This condition has adopted the name of “erebosis”.
Scientists at the Riken Institute of Japan have discovered a type of cell death hitherto unknown and which takes place in the bowels of the fruit fly common, a finding that will force us to review what was known about this biological process.
The team, led by Sa Kan Yooof the Biosystem Dynamics Research Center (RBD) of Riken, believes that the new process, which they have called “erebosis“plays a role in the gut metabolism.
The findingspublished today in “PLOS Biology”, turn the current theory upside down on the homeostasis o autoregulation of tissues in the gut and oblige to review the conventional concept of cell death.
As in the skin, the cells of the intestine die and are constantly substituted by new ones, a process called ‘replacement‘ which helps maintain balance (homeostasis) in tissue growth and renewal.
The gut turnover theory holds that old or damaged cells They die through a process called apoptosis.programmed cell death“, which is one of the three currently recognized types of cell death.
But the findings of this research question this assumption and provide evidence of a second type of programmed cell death that could be specific to the intestines.
The discovery it happened by accident. The researchers were studying in fruit flies a version of ‘Ance’, an enzyme that helps reduce the blood pressurewhen they observed that the expression of Ance in the intestine of the fly was irregular and that the cells that contained it had strange features.
The authors found that these cells were very dark and lacked nuclear membranesmitochondria and cytoskeletons, and sometimes even of DNA and other cellular elements necessary for cells to stay alive.

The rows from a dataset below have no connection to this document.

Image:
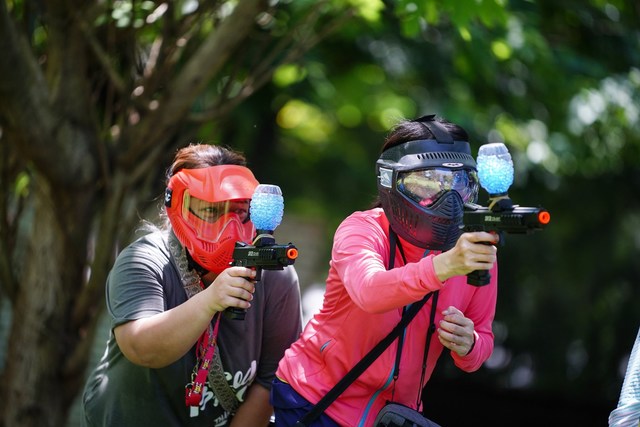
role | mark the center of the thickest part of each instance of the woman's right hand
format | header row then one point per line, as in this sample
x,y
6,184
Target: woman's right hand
x,y
473,251
234,287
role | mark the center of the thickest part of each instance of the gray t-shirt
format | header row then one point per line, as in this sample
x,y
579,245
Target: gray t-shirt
x,y
145,281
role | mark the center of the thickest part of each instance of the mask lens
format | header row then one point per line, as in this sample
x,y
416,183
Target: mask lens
x,y
427,185
213,220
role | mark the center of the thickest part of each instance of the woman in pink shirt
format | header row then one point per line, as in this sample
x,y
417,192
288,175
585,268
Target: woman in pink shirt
x,y
425,175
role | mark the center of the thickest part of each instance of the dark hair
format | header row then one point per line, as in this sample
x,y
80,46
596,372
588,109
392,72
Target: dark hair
x,y
412,130
196,156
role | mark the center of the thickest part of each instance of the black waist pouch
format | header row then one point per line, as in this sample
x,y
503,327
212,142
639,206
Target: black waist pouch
x,y
397,415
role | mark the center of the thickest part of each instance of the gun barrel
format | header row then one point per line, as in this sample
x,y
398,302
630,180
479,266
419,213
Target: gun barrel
x,y
518,220
270,257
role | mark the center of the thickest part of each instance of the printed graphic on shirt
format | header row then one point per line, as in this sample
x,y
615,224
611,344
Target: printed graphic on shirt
x,y
239,382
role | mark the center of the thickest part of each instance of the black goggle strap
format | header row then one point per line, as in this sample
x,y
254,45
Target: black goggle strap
x,y
440,133
393,241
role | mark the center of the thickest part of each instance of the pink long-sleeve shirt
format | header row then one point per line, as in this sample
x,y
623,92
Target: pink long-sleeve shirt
x,y
363,301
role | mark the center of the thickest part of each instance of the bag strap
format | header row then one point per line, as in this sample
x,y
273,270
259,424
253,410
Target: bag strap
x,y
368,359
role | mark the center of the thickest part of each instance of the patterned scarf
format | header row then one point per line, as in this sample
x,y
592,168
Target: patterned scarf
x,y
192,285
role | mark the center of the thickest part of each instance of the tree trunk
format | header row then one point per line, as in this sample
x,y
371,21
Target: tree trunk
x,y
38,391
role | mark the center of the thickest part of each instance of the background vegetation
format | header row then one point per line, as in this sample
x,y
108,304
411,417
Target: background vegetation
x,y
96,96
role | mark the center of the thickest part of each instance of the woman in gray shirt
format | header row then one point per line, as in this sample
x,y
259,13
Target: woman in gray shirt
x,y
173,358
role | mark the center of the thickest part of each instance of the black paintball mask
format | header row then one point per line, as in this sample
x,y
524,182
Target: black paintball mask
x,y
423,186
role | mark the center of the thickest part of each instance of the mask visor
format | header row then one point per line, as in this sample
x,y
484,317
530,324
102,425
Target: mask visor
x,y
214,221
426,186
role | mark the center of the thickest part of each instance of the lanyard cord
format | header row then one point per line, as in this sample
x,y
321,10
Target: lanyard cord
x,y
193,392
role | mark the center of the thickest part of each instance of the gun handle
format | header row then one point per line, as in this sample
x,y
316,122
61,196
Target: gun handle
x,y
235,313
479,278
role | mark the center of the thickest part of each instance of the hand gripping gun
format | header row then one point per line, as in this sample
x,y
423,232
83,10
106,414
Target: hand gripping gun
x,y
495,171
265,211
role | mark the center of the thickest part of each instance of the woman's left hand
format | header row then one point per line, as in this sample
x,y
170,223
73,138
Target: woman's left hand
x,y
456,331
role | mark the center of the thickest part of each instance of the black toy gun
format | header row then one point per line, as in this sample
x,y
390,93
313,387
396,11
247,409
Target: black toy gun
x,y
266,211
495,171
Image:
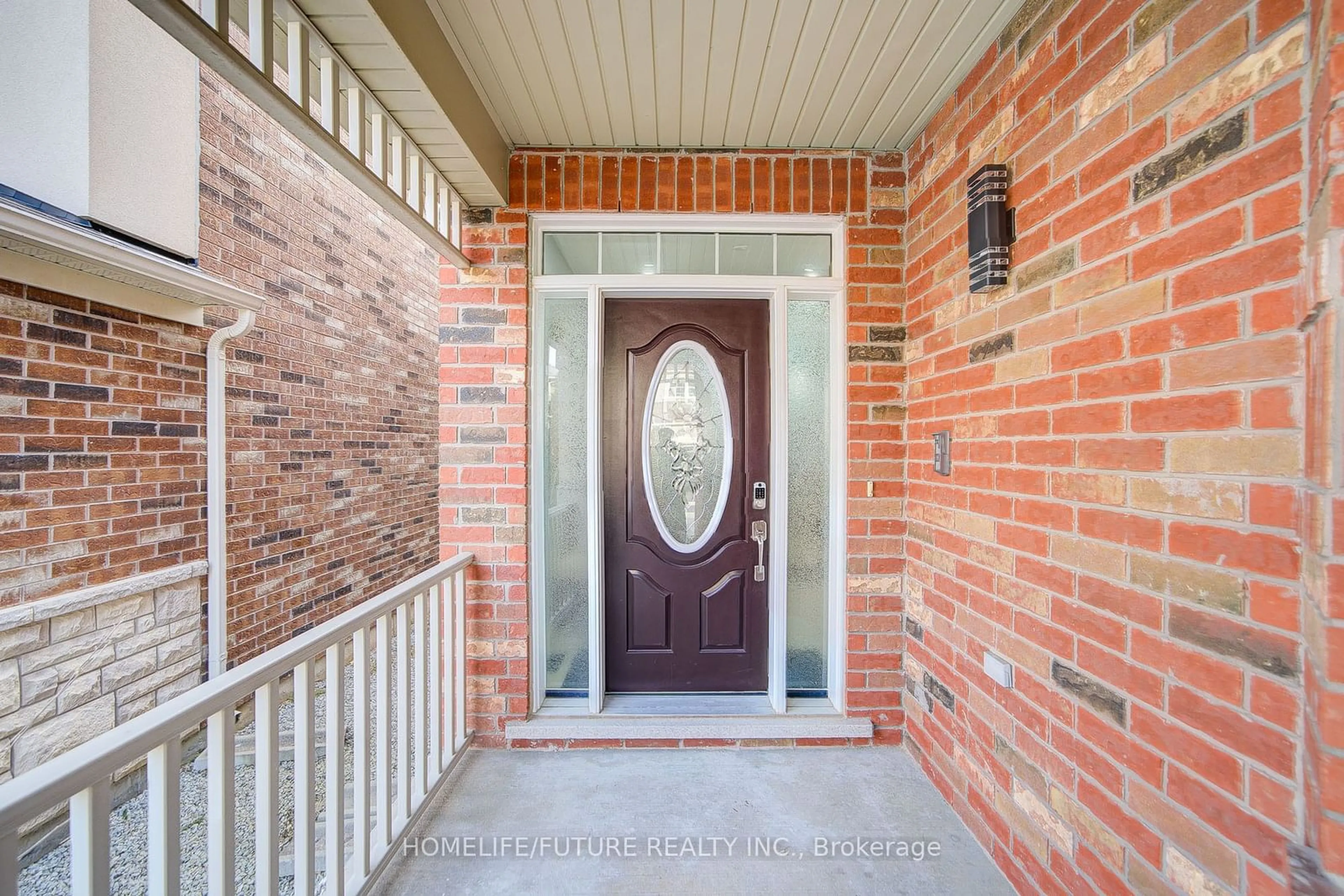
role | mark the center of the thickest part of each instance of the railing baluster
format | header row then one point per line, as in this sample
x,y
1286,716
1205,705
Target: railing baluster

The process was so gradual and different from the cell death which is observed in the apoptosiswhich they realized could be something new.
The authors concluded that the new type of cell death is related to the ‘replacement‘ in the intestines and baptized the process as erebosis, from “erebus“, what does it mean “darkness” in Greek, because dying cells look dark under the microscope.
For demonstrate that erebosis is a new type of cell deathThey carried out several tests.
They first saw that the experimental arrest of apoptosis it did not impede intestinal homeostasis, meaning that cell turnover in the intestine, including cell death, can occur without apoptosis.
Second, the dying cells did not show any of the molecular markers of apoptosis or the other two known types of cell death, but the cells in the advanced phase of erebosis did show a general marker of cell death related to the degradation of the DNA.
An detailed examination of the cells in which erebosis was occurring revealed that they were located near clusters of intestinal stem cells, proof that erebotic cells they are replaced by newly differentiated intestinal cells during turnover.
The next step is describe the molecular mechanisms that allow erebosis and cell turnover in the fly intestine, although for Yoo, these results “have the potential to be a seminal finding“.
In addition, the researchers will try determine now if the erebosis exists both in the human intestine as in fruit flies.